Skene Research

  1. Genetics of social integration and social cognition in free-living macaques: This project examines genomic variants associated with social network position and social cognitive traits in a colony of free-living rhesus macaques on the small island of Cayo Santiago near Puerto Rico. Extensive pedigree data and the ability to track individual animals consistently over time makes it possible to evaluate the interactions of genotype, developmental history, and social experience in the development of social traits in these animals.
  2. Genetic correlates of economic and prosocial preferences in humans: We have examined correlations between common genetic variations and individual variation in economic preferences (tolerance or aversion for risk aversion, loss, and ambiguity) and prosocial traits (altruism, empathy) measured with a series of experimental games and questionnaires.

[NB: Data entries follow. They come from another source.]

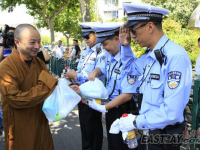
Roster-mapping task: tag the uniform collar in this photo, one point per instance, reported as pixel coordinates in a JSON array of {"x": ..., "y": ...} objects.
[
  {"x": 94, "y": 47},
  {"x": 118, "y": 56},
  {"x": 160, "y": 43}
]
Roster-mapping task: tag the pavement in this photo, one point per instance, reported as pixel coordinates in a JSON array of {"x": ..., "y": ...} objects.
[{"x": 66, "y": 133}]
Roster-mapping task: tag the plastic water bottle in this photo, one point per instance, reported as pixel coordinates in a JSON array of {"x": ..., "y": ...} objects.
[
  {"x": 67, "y": 69},
  {"x": 75, "y": 80},
  {"x": 62, "y": 75},
  {"x": 99, "y": 101},
  {"x": 131, "y": 139}
]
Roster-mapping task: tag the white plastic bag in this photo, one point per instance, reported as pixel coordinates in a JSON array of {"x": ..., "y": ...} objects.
[
  {"x": 68, "y": 99},
  {"x": 93, "y": 89},
  {"x": 61, "y": 102},
  {"x": 50, "y": 106}
]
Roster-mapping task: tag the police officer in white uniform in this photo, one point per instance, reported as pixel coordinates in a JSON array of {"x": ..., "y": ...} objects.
[
  {"x": 121, "y": 84},
  {"x": 90, "y": 120},
  {"x": 166, "y": 80}
]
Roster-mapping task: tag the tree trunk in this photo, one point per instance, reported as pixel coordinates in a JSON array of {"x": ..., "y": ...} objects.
[
  {"x": 51, "y": 32},
  {"x": 85, "y": 10}
]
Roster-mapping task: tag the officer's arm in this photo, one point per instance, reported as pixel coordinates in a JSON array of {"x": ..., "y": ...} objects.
[
  {"x": 1, "y": 53},
  {"x": 95, "y": 74},
  {"x": 177, "y": 86},
  {"x": 129, "y": 84},
  {"x": 122, "y": 98}
]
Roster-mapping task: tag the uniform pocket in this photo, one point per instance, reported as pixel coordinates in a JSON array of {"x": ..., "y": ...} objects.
[{"x": 156, "y": 92}]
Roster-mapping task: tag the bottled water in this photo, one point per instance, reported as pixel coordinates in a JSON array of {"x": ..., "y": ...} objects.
[{"x": 131, "y": 139}]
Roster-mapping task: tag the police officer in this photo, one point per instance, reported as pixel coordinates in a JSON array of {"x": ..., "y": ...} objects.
[
  {"x": 90, "y": 120},
  {"x": 166, "y": 80},
  {"x": 120, "y": 84}
]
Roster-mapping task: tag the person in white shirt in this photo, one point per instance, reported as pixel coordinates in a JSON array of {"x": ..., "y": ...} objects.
[
  {"x": 197, "y": 67},
  {"x": 58, "y": 50}
]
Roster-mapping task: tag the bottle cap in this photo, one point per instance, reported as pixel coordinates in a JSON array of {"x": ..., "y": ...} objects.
[{"x": 125, "y": 115}]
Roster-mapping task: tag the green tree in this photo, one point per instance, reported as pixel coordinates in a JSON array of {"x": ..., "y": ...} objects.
[
  {"x": 85, "y": 10},
  {"x": 67, "y": 21},
  {"x": 180, "y": 10},
  {"x": 43, "y": 10}
]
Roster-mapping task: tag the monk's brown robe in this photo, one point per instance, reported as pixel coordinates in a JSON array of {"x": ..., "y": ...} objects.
[{"x": 23, "y": 91}]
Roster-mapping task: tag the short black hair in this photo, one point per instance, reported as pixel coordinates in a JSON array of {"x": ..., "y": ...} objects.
[
  {"x": 19, "y": 29},
  {"x": 158, "y": 25},
  {"x": 76, "y": 41},
  {"x": 11, "y": 28},
  {"x": 112, "y": 36}
]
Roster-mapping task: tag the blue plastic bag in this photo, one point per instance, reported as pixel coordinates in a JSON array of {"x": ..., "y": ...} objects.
[{"x": 50, "y": 106}]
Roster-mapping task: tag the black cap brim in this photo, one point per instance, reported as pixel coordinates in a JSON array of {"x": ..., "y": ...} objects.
[
  {"x": 100, "y": 40},
  {"x": 85, "y": 33},
  {"x": 131, "y": 23}
]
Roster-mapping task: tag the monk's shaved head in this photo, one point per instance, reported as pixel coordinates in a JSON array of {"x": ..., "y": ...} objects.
[
  {"x": 20, "y": 28},
  {"x": 27, "y": 41}
]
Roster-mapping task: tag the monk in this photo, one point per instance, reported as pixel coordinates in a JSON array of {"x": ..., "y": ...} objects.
[{"x": 24, "y": 84}]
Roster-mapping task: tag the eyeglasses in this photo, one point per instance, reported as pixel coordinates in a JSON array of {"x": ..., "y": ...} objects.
[
  {"x": 133, "y": 31},
  {"x": 87, "y": 37}
]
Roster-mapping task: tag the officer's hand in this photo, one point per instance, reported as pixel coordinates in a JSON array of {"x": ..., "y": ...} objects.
[
  {"x": 57, "y": 77},
  {"x": 124, "y": 36},
  {"x": 92, "y": 75},
  {"x": 94, "y": 105},
  {"x": 126, "y": 123},
  {"x": 75, "y": 88},
  {"x": 70, "y": 75}
]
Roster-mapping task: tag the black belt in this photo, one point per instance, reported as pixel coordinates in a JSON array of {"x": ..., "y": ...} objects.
[{"x": 170, "y": 129}]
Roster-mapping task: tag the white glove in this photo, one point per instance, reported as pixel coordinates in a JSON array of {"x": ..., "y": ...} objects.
[
  {"x": 94, "y": 105},
  {"x": 114, "y": 129},
  {"x": 126, "y": 123},
  {"x": 124, "y": 135}
]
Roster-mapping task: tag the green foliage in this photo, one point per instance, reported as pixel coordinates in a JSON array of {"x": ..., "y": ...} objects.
[
  {"x": 180, "y": 10},
  {"x": 67, "y": 21},
  {"x": 187, "y": 38},
  {"x": 46, "y": 40},
  {"x": 94, "y": 11}
]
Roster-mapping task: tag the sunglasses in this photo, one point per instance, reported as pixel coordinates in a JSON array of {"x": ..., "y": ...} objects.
[
  {"x": 133, "y": 31},
  {"x": 87, "y": 37}
]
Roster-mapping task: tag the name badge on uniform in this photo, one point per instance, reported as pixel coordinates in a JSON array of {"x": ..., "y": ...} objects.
[
  {"x": 117, "y": 71},
  {"x": 131, "y": 79},
  {"x": 92, "y": 59},
  {"x": 155, "y": 76},
  {"x": 174, "y": 78}
]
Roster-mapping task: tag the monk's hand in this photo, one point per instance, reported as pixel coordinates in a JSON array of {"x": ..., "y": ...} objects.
[
  {"x": 92, "y": 75},
  {"x": 124, "y": 35},
  {"x": 57, "y": 77},
  {"x": 75, "y": 88},
  {"x": 70, "y": 75}
]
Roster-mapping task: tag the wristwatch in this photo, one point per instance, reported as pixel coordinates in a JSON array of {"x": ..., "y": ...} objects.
[{"x": 134, "y": 122}]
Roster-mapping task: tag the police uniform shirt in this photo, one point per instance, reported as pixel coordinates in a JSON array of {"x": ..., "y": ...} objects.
[
  {"x": 126, "y": 82},
  {"x": 197, "y": 67},
  {"x": 88, "y": 61},
  {"x": 173, "y": 81}
]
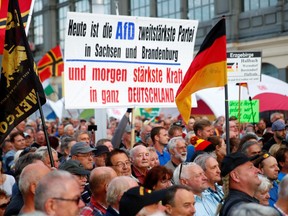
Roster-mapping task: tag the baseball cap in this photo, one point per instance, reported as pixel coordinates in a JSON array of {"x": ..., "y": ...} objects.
[
  {"x": 74, "y": 167},
  {"x": 278, "y": 125},
  {"x": 136, "y": 198},
  {"x": 128, "y": 128},
  {"x": 233, "y": 160},
  {"x": 81, "y": 148},
  {"x": 101, "y": 149}
]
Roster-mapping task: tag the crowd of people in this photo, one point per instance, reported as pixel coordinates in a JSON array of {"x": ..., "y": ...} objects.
[{"x": 167, "y": 168}]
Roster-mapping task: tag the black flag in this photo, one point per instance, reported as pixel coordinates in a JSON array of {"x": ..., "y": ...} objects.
[{"x": 19, "y": 81}]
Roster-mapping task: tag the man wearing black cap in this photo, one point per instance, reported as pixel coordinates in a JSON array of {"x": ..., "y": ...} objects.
[
  {"x": 100, "y": 155},
  {"x": 279, "y": 134},
  {"x": 82, "y": 152},
  {"x": 240, "y": 181}
]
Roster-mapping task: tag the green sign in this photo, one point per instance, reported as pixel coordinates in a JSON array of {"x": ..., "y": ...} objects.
[{"x": 248, "y": 110}]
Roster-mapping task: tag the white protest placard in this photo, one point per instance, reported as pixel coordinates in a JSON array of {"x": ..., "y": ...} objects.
[
  {"x": 121, "y": 61},
  {"x": 243, "y": 67}
]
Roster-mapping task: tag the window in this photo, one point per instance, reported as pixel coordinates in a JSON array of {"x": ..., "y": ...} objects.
[
  {"x": 257, "y": 4},
  {"x": 201, "y": 9}
]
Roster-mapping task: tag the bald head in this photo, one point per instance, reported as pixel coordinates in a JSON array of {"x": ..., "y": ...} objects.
[
  {"x": 30, "y": 175},
  {"x": 100, "y": 177},
  {"x": 117, "y": 187}
]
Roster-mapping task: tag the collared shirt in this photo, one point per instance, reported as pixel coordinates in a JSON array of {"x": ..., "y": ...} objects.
[
  {"x": 233, "y": 199},
  {"x": 273, "y": 194},
  {"x": 205, "y": 205},
  {"x": 163, "y": 158},
  {"x": 281, "y": 175},
  {"x": 217, "y": 195},
  {"x": 279, "y": 210},
  {"x": 93, "y": 209}
]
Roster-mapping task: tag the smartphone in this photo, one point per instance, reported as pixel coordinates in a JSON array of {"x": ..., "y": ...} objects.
[{"x": 92, "y": 127}]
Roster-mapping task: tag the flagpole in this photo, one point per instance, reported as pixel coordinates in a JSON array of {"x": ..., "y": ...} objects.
[
  {"x": 45, "y": 131},
  {"x": 227, "y": 118},
  {"x": 239, "y": 103},
  {"x": 29, "y": 17},
  {"x": 252, "y": 112}
]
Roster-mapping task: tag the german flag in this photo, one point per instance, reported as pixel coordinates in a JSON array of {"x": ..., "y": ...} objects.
[
  {"x": 208, "y": 69},
  {"x": 24, "y": 5},
  {"x": 51, "y": 64}
]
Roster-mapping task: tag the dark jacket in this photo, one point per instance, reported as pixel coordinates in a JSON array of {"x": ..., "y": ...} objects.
[{"x": 233, "y": 199}]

Continuing studies are using exomic and whole-genome sequencing to identify additional genomic variants associated with variation in those traits.
  3. Self-selection for risk and social cognitive traits in different professions: This project tests the hypothesis that individuals with particular combinations of risk preference and social cognitive traits will self-select for different professions or societal roles. As a first test of this hypothesis, we are examining the distribution of scores for prosocial cognitive traits traits in students entering law schools compared to other graduate/professional students. In a longitudinal study of these students, we will examine whether scores on these traits at the beginning of law school predict neural responses during laboratory studies of social decision making and later real-world choices to pursue different areas of legal practice, such as criminal prosecution vs. transactional law.
  4. Neural responses to acquittal of a guilty person vs exoneration of wrongfully accused: Over the last 20 years, exonerations of more than 300 persons convicted of serious crimes in the United States has led to a growing recognition that wrongful convictions are not as rare as previously believed. A critical question is why prosecutors and jurors in these cases became convinced “beyond a reasonable doubt” of a defendant’s guilt, despite objectively inconclusive evidence. This project examines neural responses to the description of a crime and presentation of evidence suggesting a particular defendant’s guilt, followed by either an outcome (defendant was convicted or acquitted), or strong exculpatory evidence. Neuroeconomic models of decision-making in other contexts suggest that such a delayed presentation of exculpatory evidence may generate a “reward prediction error” signal in the brain that contributes to the “discounting” of defense evidence by prosecutors and jurors.